We can see the p-value for the regression result is NOT significant. The RMSE is extremely large compared to the regression using X1 only. Thus, during the feature engineering, we may ignore to consider X2 in regression.

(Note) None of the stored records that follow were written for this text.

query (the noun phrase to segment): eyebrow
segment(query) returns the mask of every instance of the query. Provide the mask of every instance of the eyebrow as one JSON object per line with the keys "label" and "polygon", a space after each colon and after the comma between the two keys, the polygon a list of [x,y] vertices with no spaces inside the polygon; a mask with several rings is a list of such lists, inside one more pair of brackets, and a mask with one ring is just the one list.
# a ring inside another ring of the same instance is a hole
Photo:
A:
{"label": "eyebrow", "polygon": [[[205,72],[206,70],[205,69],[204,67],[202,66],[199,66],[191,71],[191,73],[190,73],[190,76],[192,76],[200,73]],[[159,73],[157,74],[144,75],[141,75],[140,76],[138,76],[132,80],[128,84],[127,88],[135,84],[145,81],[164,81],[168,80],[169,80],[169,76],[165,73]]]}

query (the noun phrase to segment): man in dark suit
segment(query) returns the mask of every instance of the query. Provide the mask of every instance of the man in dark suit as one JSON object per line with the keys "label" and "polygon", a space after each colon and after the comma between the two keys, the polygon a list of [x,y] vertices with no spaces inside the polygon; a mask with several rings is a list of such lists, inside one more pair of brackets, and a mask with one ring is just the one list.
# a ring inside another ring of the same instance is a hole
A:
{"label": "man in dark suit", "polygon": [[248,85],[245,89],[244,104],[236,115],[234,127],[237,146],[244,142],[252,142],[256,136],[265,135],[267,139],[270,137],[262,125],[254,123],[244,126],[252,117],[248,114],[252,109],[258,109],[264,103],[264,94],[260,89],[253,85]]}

## Regression with X1 and X2

Next step we move to another regression with both X1 and X2

In [70]:
model = sm.OLS(Y, X).fit()
model.summary()

0,1,2,3
Dep. Variable:,y,R-squared:,1.0
Model:,OLS,Adj. R-squared:,1.0
Method:,Least Squares,F-statistic:,471400.0
Date:,"Mon, 23 Oct 2017",Prob (F-statistic):,6.61e-196
Time:,11:14:31,Log-Likelihood:,86.653
No. Observations:,100,AIC:,-169.3
Df Residuals:,98,BIC:,-164.1
Df Model:,2,,
Covariance Type:,nonrobust,,

0,1,2,3,4,5
,coef,std err,t,P>|t|,[95.0% Conf. Int.]
X1,0.9995,0.001,961.594,0.000,0.997 1.002
X2,0.9865,0.011,89.340,0.000,0.965 1.008

0,1,2,3
Omnibus:,1.28,Durbin-Watson:,1.898
Prob(Omnibus):,0.527,Jarque-Bera (JB):,1.334
Skew:,0.256,Prob(JB):,0.513
Kurtosis:,2.76,Cond. No.,10.6


In [71]:
predictions = model.predict(X) # make the predictions by the model
print np.sqrt(np.mean([x**2 for x in predictions-Y]))

0.101726212851


Now we can see the coefficients are capured as one and show significant (small p-values). Meanwhile, the RMSE is small compared to using X1 or X2 only. This arrives at a conclusion that we need to consider both features to get right model.